How often have we seen Rajinikanth lifting films just with his sheer presence. The AR Murugadoss directorial ‘Darbar’ is the most recent example. On paper, it has a decent screenplay with plenty of mass moments, stuffed in songs, a weak villain, an even weaker female lead and zero space for logic. But since Rajinikanth is at the centre of action, he makes sure that all eyes are glued on him and we hardly think about the other shortcomings.
So Aditya Arunchalam is a badass cop who is on a killing spree that sends chills down the biggest of dons in Mumbai. He is desperately on the look for someone. We are then taken to a flashback where we are shown how he landed in the city and who he is madly searching for. During his stint in Mumbai to wipe out the drug mafia, Aditya locks horns with some kingpins which throws his life upside down. How he overcomes a mental break-down and avenges for his loss is what the film is all about.
Murugadoss’ screenplay has glimpses of some brainy episodes but not like those in ‘Thuppakki’, which is arguably his best film till date. Guess the director was more relaxed since he had Rajinikanth as the lead. It is like my hero is Rajini so people won’t prod over logic or anything. We do.
The 70-year-old man’s energy is awe-inspiring. Just take the example of him and Nayanthara dancing together. The lady tries hard to match but is found wanting in front of his sheer energy and style. He carries so much swag even in a casual walk that you can’t help but watch in awe. The man even dares to display his bare body and flex the muscles. However, some things are beyond his reach, like his enunciation, which has clearly been affected. It is an evident signs of aging. Knowing him, he might work on that and come out even better.

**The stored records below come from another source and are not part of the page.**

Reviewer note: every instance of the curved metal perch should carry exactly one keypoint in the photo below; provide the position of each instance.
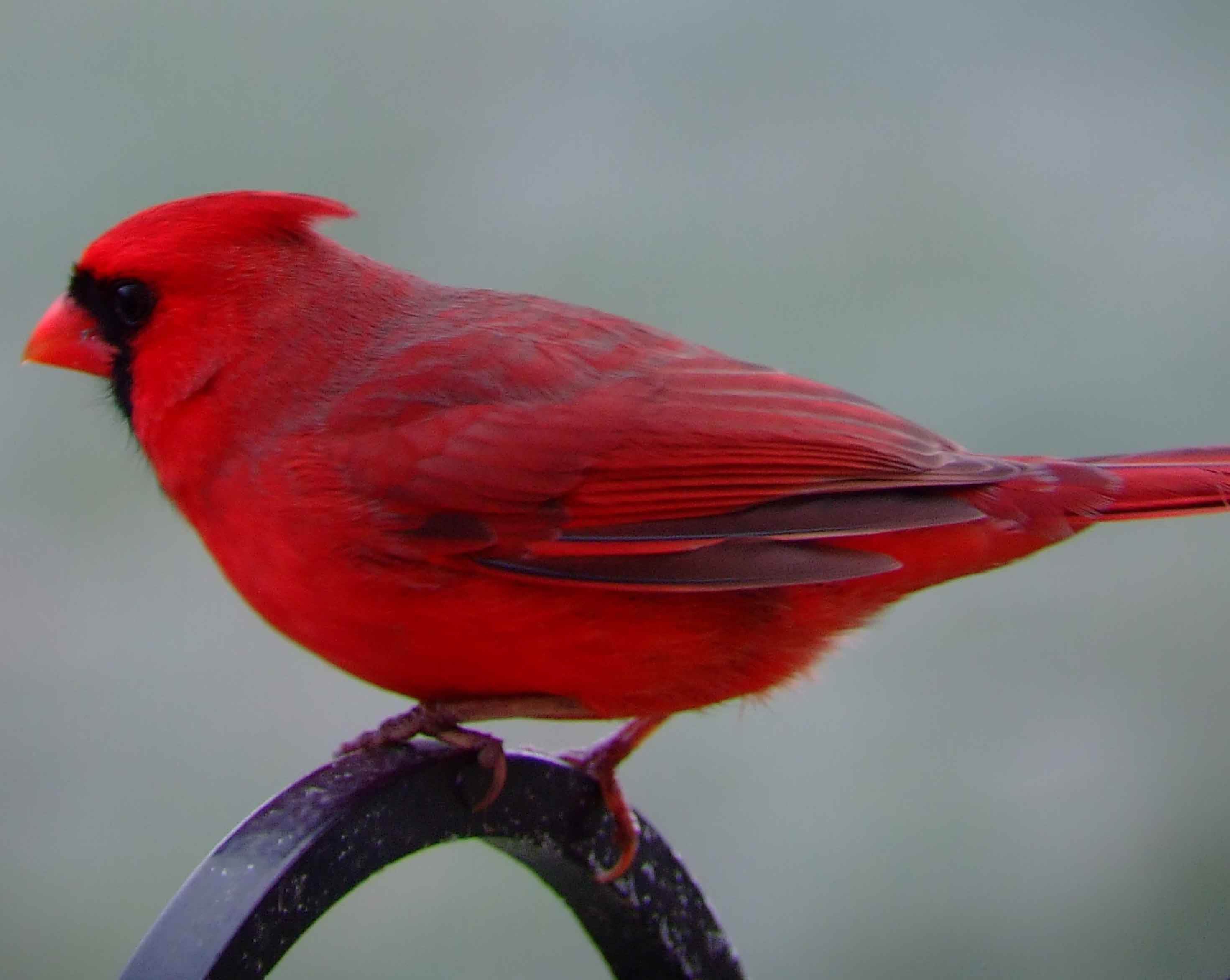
(285, 866)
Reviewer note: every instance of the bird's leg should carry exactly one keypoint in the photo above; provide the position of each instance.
(443, 720)
(600, 761)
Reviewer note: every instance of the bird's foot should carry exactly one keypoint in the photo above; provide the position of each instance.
(600, 761)
(439, 723)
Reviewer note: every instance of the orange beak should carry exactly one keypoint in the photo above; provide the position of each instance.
(67, 337)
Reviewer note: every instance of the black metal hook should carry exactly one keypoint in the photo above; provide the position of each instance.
(285, 866)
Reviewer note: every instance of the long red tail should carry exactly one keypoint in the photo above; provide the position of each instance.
(1168, 484)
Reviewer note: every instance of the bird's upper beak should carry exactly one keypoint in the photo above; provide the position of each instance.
(68, 337)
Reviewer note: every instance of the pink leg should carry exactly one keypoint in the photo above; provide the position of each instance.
(442, 720)
(600, 761)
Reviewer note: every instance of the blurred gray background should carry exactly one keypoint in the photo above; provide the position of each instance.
(1009, 222)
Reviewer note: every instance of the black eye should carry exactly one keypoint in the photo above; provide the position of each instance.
(132, 302)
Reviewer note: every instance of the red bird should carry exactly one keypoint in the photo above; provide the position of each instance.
(505, 506)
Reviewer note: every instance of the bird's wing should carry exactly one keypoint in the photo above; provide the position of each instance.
(703, 473)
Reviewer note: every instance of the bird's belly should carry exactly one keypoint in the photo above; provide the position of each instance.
(439, 634)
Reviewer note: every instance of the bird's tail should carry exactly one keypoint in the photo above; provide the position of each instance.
(1171, 482)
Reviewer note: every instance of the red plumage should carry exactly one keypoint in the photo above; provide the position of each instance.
(473, 497)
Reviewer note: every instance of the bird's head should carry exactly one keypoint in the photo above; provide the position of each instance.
(180, 277)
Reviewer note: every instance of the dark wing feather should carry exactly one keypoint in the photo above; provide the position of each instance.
(669, 468)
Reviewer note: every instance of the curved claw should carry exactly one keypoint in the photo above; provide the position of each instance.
(600, 761)
(438, 723)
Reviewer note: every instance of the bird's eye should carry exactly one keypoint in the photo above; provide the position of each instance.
(132, 302)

Ever since Neelambari of ‘Padayappa’, there has not been a single villain who has been able to stand up to Rajinikanth. Suniel Shetty’s Hari Chopra here hardly makes a claim despite all the build up he gets. Murugadoss was once known for sketching strong villain characters but of late, his writing has taken a severe hit.

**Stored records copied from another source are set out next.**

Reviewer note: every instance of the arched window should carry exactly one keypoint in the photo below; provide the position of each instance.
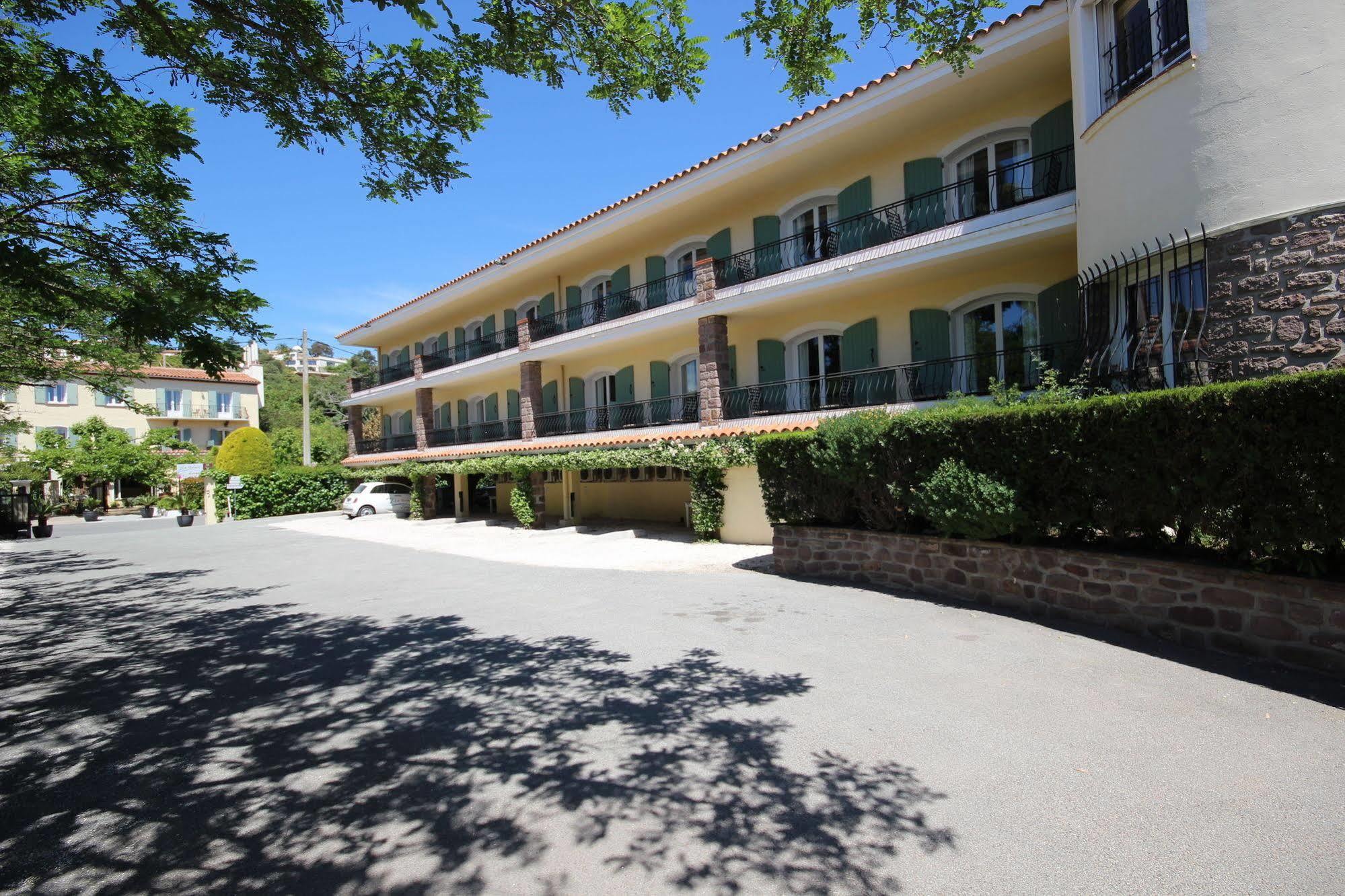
(807, 227)
(997, 336)
(992, 174)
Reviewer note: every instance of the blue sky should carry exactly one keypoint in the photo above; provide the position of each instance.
(328, 259)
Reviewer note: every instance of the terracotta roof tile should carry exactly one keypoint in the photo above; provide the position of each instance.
(191, 373)
(724, 154)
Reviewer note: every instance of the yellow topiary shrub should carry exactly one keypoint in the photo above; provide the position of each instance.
(245, 453)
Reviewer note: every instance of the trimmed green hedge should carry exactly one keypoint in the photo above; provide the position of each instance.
(1251, 469)
(293, 490)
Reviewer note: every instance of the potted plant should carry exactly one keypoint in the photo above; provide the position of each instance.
(39, 508)
(174, 502)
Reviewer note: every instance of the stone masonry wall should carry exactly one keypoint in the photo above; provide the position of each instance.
(1292, 621)
(1276, 297)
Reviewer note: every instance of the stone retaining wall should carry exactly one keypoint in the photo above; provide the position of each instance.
(1296, 622)
(1277, 293)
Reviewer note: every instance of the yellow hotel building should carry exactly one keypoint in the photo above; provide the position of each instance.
(914, 237)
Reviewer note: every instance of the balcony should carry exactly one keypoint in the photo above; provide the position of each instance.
(906, 384)
(384, 376)
(402, 442)
(1007, 188)
(475, 434)
(1148, 44)
(199, 412)
(655, 412)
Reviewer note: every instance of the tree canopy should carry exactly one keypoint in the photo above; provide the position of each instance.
(98, 255)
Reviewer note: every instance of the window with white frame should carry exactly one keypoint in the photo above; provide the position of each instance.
(996, 337)
(807, 228)
(1141, 40)
(992, 174)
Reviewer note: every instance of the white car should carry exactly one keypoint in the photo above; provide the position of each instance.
(373, 498)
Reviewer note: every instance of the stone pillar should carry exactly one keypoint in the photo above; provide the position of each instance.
(424, 418)
(354, 430)
(529, 396)
(428, 497)
(712, 367)
(704, 281)
(462, 508)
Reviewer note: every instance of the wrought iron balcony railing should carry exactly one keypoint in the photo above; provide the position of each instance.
(923, 381)
(1145, 46)
(655, 412)
(401, 442)
(618, 305)
(1007, 188)
(478, 433)
(201, 412)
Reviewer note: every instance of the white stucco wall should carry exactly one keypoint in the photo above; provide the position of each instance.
(1249, 128)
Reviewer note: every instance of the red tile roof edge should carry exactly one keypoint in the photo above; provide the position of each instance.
(747, 143)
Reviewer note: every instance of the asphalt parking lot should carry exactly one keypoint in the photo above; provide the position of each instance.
(246, 708)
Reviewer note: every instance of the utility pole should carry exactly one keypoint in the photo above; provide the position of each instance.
(303, 371)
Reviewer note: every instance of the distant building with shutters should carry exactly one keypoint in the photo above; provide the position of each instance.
(919, 236)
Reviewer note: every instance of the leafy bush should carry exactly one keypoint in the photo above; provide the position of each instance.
(291, 490)
(245, 453)
(958, 501)
(521, 501)
(192, 493)
(1249, 468)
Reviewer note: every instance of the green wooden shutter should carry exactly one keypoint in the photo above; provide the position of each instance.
(860, 346)
(1054, 131)
(766, 236)
(924, 176)
(1060, 321)
(930, 344)
(770, 361)
(573, 314)
(720, 246)
(853, 201)
(655, 268)
(626, 384)
(659, 380)
(930, 340)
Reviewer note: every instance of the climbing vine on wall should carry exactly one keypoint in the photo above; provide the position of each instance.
(705, 463)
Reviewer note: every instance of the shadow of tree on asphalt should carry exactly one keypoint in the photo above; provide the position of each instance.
(155, 735)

In an almost one-man show, only Nivetha Thomas managed to impress. The dad-daughter chemistry between her and Rajinikanth was wonderful. The tiny bits in the ‘Thara Maara’ song was lovely. Yogi Babu’s one-liners work and it was a pleasant surprise to see him take digs at Rajinikanth continuously, including his age. Nayanthara in ‘Darbar’ is just like Simran and Trisha in ‘Petta’. She hardly has anything to do except for that one mandatory song that came out of nowhere.

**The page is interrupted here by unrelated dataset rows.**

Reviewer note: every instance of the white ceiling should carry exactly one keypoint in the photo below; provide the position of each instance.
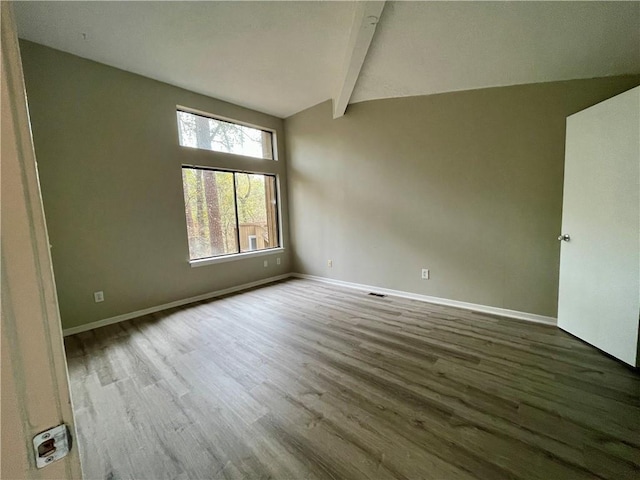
(283, 57)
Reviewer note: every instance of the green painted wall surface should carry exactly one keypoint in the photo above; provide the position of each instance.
(467, 184)
(110, 167)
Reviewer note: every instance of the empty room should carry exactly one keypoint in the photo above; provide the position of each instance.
(320, 239)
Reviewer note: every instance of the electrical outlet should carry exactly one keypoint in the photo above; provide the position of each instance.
(51, 445)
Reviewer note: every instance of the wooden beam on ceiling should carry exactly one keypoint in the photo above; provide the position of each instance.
(363, 28)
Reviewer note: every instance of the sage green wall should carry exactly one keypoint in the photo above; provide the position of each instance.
(467, 184)
(109, 162)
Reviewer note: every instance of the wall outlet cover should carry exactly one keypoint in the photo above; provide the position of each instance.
(51, 445)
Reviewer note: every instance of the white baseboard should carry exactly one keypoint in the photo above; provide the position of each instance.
(531, 317)
(503, 312)
(139, 313)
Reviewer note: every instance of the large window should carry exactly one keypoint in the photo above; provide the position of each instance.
(198, 131)
(229, 212)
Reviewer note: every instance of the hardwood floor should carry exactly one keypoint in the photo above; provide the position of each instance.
(300, 380)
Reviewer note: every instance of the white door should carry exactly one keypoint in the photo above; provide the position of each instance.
(599, 294)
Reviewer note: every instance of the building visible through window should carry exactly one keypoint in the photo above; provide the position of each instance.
(229, 212)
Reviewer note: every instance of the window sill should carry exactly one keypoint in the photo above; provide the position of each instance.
(236, 256)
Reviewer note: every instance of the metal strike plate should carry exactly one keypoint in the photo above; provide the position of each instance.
(51, 445)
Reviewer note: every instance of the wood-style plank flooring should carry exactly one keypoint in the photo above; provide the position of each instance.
(301, 379)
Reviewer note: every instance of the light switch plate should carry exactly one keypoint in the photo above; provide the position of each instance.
(51, 445)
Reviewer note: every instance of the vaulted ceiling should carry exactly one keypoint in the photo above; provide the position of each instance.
(283, 57)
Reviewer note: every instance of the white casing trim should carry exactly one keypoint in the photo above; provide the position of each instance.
(503, 312)
(139, 313)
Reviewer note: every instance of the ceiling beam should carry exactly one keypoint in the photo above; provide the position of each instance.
(363, 28)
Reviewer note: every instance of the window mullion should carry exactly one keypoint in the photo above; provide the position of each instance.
(235, 203)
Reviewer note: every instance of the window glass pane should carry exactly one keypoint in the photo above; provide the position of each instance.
(257, 211)
(210, 210)
(207, 133)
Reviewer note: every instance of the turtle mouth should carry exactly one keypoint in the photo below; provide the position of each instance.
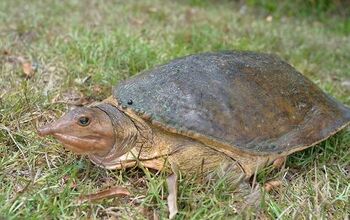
(84, 145)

Santosh Sivan’s cinematography is rich, colourful and everything that a mass-masala entertainer that this demands. The veteran knows how to enhance the superstar with well placed bottom angle shots. Worth a mention are the intro fight sequence, the ‘Thani Vazhi’ segment and the impressive song-cum-fight sequence in railway station.
Anirudh is an ideal choice for superstar films but his work in ‘Darbar’ is definitely not his best. The songs except ‘Chumma Kizhi’ and ‘Thani Vazhi’ don’t work. But that kickass ‘Thalaiva’ background score is worth all the roars. I wonder if he has given credits to Deva because that tune is straight out of the iconic ‘Annamalai’ score.
In a nutshell, ‘Darbar’ starts from where ‘Petta’ left in terms of ‘Rajinifying’ and how the storyline hardly has anything fresh to offer. It is nothing but the celebration of superstar and his glorified mannerisms.